Let me wrap up with a point of clarification: I’m not saying that only F-generalizations are fair game and L-generalizations should be excised from mathematical linguistics. Nor that we can ignore complexity in the learner — heck, there might not be a cognitive difference between the grammar and the learner, just like there might be no difference between the grammar and the parser. The complexity of building a grammar (the learner’s job) is just as important as grammar complexity, but the two are not equally important for each task. In the total reduplication example above, something has to build those finite-state automata, and the complexity of that process is what people have in mind when they say total reduplication is not finite-state. But that is a one-time cost, so if you want an efficient processing system that can handle reduplication, you can pay that cost once in a precompilation step and after that you won’t have to pay it again until a new entry needs to be added to the lexicon. The cost of L-generalizations doesn’t need to be paid all the time, you can take care of it once and then forget about it.

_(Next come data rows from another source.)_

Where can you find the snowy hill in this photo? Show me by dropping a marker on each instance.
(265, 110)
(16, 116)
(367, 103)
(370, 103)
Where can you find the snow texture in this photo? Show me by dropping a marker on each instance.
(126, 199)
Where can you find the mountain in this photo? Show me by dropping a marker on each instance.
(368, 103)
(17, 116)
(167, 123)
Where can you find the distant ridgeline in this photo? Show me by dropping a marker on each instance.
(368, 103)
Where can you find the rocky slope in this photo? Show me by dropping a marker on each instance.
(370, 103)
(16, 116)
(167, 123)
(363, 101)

Similarly, we should not mistake L-generalizations for claims about specific processes in specific languages. Language is a biological system. Biology tends to be messy, and it tends to implement the same idea in many different ways. Suppose a linguist from the future were to show up on your door step and tell you that there actually is no such thing as reduplication, and in fact it’s a cluster of language-specific processes that are all distinct yet look the same at a sufficient level of abstraction. Would you be shocked? I wouldn’t. It’s a useful piece of information that does not undercut the idea of reduplication as something worth studying at various levels of generalization. We just have to make sure we know which level each theorem operates at.